Bei dem schon länger schwelenden Streit soll es um Wegerechte und die Zuleitung von Strom und Wasser gehen. Zum Geschehen am 18. März, wie es sich aus Sicht des Angeklagten zugetragen hat:

Das spätere Opfer und ein zweiter Nachbar hätten sich an einem Elektroverteiler zu schaffen gemacht. Der stünde wohl auf dem allgemein zugänglichen Weg. Um an den Kasten zu kommen, habe sich der 64-Jährige jedoch auf sei-

nem Grundstück hingekniet. Zuvor hätte er das Innenleben des Kastens fotografiert, behauptete der Angeklagte. Angeblich hätte es dann ein von den Nachbarn ausgehendes Wortgefecht gegeben. Auf Nachfrage des Richters räumte er ein, dass er den Knieenden in den Rücken getreten, nicht nur geschubst habe. Den zweiten Teil des Anklagevorwurfs bestritt der 75-Jährige in Gänze. Mit einer Hacke hätte er keinesfalls zuschlagen wollen. Im Übrigen sei es keine Hacke, sondern eine Harke gewesen. Und die hätte bei der Auseinandersetzung am Zaun gelehnt.

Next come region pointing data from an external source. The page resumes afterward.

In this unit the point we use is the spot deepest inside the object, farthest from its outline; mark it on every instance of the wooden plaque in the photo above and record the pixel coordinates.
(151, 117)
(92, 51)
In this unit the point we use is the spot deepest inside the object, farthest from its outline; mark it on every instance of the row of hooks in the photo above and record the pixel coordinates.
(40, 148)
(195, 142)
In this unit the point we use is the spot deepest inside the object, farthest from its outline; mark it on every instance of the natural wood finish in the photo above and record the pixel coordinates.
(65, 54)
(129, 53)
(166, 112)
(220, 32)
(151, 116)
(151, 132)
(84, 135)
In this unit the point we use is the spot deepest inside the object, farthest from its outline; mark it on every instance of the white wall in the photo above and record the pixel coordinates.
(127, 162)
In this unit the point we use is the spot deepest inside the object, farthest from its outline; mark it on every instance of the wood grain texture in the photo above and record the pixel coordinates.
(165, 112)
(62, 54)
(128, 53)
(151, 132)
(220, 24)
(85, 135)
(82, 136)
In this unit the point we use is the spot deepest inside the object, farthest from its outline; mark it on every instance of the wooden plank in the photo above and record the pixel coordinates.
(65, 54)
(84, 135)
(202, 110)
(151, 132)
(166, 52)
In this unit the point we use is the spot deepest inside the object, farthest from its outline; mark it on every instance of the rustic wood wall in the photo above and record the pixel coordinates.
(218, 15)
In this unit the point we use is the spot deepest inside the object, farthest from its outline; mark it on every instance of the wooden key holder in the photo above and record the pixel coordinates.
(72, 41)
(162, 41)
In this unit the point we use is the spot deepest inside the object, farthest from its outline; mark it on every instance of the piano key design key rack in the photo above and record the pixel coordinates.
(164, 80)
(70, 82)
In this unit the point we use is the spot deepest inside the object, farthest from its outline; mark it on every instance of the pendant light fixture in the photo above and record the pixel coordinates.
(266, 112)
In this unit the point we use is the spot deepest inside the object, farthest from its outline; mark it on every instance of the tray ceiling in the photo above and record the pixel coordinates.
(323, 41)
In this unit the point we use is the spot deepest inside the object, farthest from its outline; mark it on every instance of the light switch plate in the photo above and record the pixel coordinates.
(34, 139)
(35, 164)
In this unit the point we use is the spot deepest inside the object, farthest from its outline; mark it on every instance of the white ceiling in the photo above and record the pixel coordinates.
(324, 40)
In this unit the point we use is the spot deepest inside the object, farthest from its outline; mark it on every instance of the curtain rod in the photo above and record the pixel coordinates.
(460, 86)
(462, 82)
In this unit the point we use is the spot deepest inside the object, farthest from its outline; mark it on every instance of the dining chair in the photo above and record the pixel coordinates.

Das wiederum bestritt das 64-jährige Opfer in seiner Zeugenaussage. Es sei eindeutig eine Hacke und keine Harke gewesen. Und der Angeklagte habe sie wie zum Schlag erhoben gehabt. Außerdem habe er sich selbst zu keiner Zeit auf dem Grundstück des Angeklagten befunden. Es stimme wohl, dass er fotografiert habe, um die Schäden im Elektroverteiler dokumentieren zu wollen. Verbale Auseinandersetzungen hätte es an jenem Tag aber nicht gegeben, so der Zeuge. Bei der Prozessfortsetzung am 3. November soll nun unter anderem der zweite Nachbar als Zeuge aussagen.

An dem Geschehen hätten „alle Parteien ihre Aktien“, sagte der Verteidiger des Angeklagten. So sei es „nur Zufall“, dass sein Mandant auf der Anklagebank sitze: „Hier könnten auch alle anderen sitzen.“ Eine friedliche Lösung mittels Streitschlichter scheint nicht mehr möglich. Der Angeklagte, der am Tattag übrigens selbst die Polizei gerufen hatte, hat auch Anzeige erstattet – gegen das Opfer. Doch die Staatsanwaltschaft habe ihn auf den „Privatklageweg verwiesen“, gab der Richter bekannt. „Ich befürchte, da passiert noch mal was“, schloss er den Prozessauftakt.